Carissa Moore, always at home in the power Hawaiian surf. Photo: Vans Triple Crown/ASP

The waiting period has begun for the most prestigious men’s surfing series, the Vans Triple Crown on the North Shore of Hawaii. However this year, there’s one big difference: There’s a girl in the line-up.

Association of Surfing Professionals (ASP) World Surfing Champ Carissa Moore has won the coveted wildcard and will be competing in the first two events, the Reef Hawaiian Pro at Haleiwa November 12-23 with a prize purse of $145,000, and the $250,000 Vans Hawaiian Pro at Sunset Beach November 25- December 6. The wildcard is not a guarantee of being in the crowned jewel, the last of the series, the Billabong Pipeline.

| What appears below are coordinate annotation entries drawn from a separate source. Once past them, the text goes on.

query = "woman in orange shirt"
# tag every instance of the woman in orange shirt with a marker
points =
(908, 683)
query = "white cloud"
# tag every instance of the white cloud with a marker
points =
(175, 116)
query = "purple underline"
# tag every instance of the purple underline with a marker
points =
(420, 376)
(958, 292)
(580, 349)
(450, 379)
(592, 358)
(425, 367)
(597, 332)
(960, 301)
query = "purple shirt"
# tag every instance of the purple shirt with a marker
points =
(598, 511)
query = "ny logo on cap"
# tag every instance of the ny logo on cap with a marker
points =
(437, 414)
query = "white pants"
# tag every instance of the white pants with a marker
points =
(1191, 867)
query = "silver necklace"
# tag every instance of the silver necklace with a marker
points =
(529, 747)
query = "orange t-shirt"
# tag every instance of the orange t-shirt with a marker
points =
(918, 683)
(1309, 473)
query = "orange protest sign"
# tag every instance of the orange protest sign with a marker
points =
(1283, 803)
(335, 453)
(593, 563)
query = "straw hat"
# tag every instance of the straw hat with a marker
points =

But still, she’s in the line-up with 120 of the leading male surfers on the planet. At only 18 years-old, Carissa dominated the women’s ASP World Tour in 2011 which wrapped up in Huntington Beach, CA in August, winning 3 times and being in the final 6 time-a first for Hawaii in 30 years.

However on the heels of finding out she won, was the devastating news that the women’s Vans Triple Crown series would not have a women’s event series. (Read more about lack of women’s sponsorship funding in previous stories on Label Networks.) Vans offered a paid series of 3 “specialty events” but it wasn’t a sanctioned ASP event and the women opted not to have it since they were not real, rated events.

” It was 1981 when Hawaii’s last world champion, Margo Oberg, raised the trophy here – years before we ever had a women’s Triple Crown,” says Vans Triple Crown Executive Director, Randy Rarick. “This was to be Carissa’s year… Hawaii’s year… and it was devastating for us to realize that there would be no stage for her. So after the ladies declined the specialty series, we realized our last card was a wildcard, and we were truly ecstatic to make that genuine offer to Carissa.”

With wisdom and wits to match her talent on the waves, Moore is aware of the double-edged sword she has been handed:

“Everyone will have a different perspective and I’ve definitely heard some mixed reviews,” says Moore of the talk about her wildcard. “But I’m excited and looking forward to it and hopefully that shows. I want to drive home that if there were events for the girls, I wouldn’t be surfing in the guy’s events. But I think if a woman can (compete with the men) in a very respectful way, then it’s appropriate. And if Kelly (Slater) would like to surf in one of our events, we’d welcome him,” she says with a smile.

“I don’t mind if I lose out there at Sunset or Haleiwa in a heat, I just want to surf there. I won the world title but I won it away from home and would love to have finished it here. The waves in Hawaii bring a different element to your surfing. You have to step it up with the different variables and bigger waves. I’m just excited to surf in front of a home crowd.

“These opportunities to surf with the best surfers are really important. That’s how our sport evolves – by watching and being inspired by your peers. I love the challenge of surfing, of riding a wave and pushing yourself. It’s important as an athlete to be in that environment, to strive to be better.

“It will definitely be cool to share waves with some of the guys I surfed with from our mini grom days – John John (Florence), Kolohe (Andino), and all those guys who I’ve looked up to since I was little.”